Money

Life After Divorce: Simple Ways to Rebuild Your Finances

Breaking up with your spouse is never easy. You can tell just by looking into the thousands of songs and novels written about it. This problematic situation doesn’t only involve the wife and husband. It could also take an emotional toll on the children. If you’re on the brink of a divorce or are currently in the middle of it, you should try your very best to plan.

Life After Divorce

It would help if you thought about the parenting adjustments for the kids, dealing with your own emotions and thoughts, made plans for the future or retirement, and sorted out the separation details all at once. But there’s another critical thing to think of — your finances. Dealing with finances can be more challenging following a divorce, but it’s something you shouldn’t ignore. Continue reading to learn how you can rebuild your expenses after a divorce.

1. Figure out your assets

The first step is to determine the assets that belong to you, your ex-partner, and the ones you jointly own. The goal here is to move what you hold under your name. To do that, you’ll need to figure out how the assets were bought. Individual funds are purchased with personal money or credit card, and they’re easy to deal with.

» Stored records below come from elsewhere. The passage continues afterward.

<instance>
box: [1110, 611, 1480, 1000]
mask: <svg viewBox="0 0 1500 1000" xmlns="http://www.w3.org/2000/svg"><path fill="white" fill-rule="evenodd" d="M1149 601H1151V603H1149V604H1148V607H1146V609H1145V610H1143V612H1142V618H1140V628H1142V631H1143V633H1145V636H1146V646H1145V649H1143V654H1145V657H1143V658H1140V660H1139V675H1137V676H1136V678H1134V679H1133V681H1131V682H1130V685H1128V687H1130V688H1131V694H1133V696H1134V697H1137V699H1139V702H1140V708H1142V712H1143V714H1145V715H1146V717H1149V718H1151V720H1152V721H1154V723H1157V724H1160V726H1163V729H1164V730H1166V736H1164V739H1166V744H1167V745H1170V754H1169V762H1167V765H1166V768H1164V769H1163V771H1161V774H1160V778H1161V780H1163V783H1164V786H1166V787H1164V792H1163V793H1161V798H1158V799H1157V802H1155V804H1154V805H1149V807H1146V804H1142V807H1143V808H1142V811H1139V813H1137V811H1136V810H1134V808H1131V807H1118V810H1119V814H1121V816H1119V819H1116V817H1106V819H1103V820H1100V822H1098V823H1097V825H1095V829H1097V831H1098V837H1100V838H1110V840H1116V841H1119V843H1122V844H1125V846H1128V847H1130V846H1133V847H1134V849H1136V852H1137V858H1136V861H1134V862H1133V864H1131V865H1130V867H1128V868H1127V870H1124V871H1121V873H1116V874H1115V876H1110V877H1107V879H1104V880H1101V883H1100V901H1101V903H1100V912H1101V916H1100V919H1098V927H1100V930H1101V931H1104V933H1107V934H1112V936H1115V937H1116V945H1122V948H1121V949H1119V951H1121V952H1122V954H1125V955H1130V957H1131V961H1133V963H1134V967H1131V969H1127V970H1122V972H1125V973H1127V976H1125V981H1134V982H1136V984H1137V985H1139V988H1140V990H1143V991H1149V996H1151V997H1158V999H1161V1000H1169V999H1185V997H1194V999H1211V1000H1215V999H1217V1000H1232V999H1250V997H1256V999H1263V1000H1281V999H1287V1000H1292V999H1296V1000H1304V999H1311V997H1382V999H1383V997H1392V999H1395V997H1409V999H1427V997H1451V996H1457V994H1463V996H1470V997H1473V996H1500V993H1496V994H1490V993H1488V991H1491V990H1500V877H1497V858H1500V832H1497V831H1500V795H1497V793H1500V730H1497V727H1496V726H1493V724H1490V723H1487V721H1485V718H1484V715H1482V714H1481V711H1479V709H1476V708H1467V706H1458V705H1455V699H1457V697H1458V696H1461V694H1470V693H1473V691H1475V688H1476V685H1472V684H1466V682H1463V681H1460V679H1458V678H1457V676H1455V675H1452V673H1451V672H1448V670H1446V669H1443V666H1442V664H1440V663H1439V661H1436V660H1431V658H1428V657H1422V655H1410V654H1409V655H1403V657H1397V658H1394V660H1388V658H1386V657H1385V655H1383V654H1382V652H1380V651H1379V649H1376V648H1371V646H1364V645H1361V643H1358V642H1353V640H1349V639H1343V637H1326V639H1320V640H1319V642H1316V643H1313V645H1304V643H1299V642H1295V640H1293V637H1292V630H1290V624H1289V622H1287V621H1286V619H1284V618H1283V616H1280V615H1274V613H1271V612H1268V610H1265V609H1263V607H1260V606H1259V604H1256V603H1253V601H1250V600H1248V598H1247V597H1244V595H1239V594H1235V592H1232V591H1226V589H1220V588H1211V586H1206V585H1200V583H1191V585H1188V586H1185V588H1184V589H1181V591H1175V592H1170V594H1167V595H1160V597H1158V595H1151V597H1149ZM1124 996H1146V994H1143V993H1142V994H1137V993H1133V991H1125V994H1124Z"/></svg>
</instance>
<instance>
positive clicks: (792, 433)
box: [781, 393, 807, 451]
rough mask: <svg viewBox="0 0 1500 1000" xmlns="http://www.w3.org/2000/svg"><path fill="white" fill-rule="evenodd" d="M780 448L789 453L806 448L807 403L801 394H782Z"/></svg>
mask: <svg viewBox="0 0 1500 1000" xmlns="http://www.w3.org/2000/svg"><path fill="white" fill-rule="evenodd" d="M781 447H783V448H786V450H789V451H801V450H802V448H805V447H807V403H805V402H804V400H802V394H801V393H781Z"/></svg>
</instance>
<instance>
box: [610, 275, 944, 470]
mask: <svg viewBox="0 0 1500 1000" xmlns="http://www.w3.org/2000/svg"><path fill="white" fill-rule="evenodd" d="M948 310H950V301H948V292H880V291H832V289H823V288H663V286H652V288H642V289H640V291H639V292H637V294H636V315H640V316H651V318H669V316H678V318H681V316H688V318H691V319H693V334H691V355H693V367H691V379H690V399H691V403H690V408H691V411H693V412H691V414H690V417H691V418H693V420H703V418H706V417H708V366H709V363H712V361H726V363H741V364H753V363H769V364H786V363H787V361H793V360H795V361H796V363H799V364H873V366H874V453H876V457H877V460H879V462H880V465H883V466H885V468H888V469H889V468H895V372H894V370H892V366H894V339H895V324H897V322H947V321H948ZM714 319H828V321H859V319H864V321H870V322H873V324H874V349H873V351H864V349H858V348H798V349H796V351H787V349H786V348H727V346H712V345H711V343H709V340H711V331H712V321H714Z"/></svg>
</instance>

It’s tricky to manage the joint purchases, including housing, cars, and other significant investments. A lawyer and the court can help in determining and processing the moving of assets. Such assets are beneficial for getting future financial aid and directly affect your net worth.

2. Build credit under your name

If you can’t build a good credit standing of your own during the marriage, this is the time to do it. Having a good credit score is essential when applying for a loan or buying or renting a house. For instance, before a reputable mortgage brokerage company assists you with your application, they can look at your credit standing to see how well you can pay a loan.

Plus, a good credit standing can help you get low-interest loans and benefits like no down payment. You can get a secured credit card if you can’t get a standard one and use it for small purchases. If you’re holding on to credit card accounts with your former spouse listed on them, request remove their name. This ensures they cannot use the funds anymore or use them to put you into debt.

3. Speak to a financial planner

Creating a new financial plan following a divorce can be a challenge., which is why having an expert to guide you is essential. A reliable financial planner can help you face your actual financial situation and determine future goals. They can guide you in knowing your new set of monthly expenses and see the actual numbers on paper.

Managing finances while still processing your emotions after the separation can be overwhelming. A financial planner can help you with that. Aside from financial accounts and saving goals, they can also give you ideas and tips in managing your taxes with a newly single status.

4. Consider downsizing

Depending on your situation, like the number of kids, downsizing your home can be a good decision. For example, moving from a three-bedroom house to a one-bedroom property or a studio unit can significantly reduce your living expenses. It can help you save more or pay off any debt much faster.

Find a place that is just enough for you or your kids. Downsizing doesn’t just relate to housing but also car payments. If you and your ex-partner have a car with an expensive monthly fee, you can agree to sell it. Find something cheaper or a car loan with a lower interest rate.

5. Choose your support squad

The last thing you need is a good support squad. Choose the people who will support you genuinely. Many individuals tend to lose a lot of relationships when they go through the pain of the divorce. Having a sound support system can help you deal with the negative emotions and thoughts and how you can start a new life.

Don’t be afraid to seek help from your family and friends, especially when making decisions. Opinions from people who aren’t in deep pain can give you a fresh perspective. If there’s no relative or friend you can trust, you can consider joining a divorce support group or finding a therapist to talk to.

The emotions caused by a divorce can be hard to overcome. But while it’s healthy to first deal with your health and wellbeing, know that money is critical for you to survive after the separation. Be financially savvy for you and your kids and your future as well. Financial health is essential for independence, so prioritize it, too.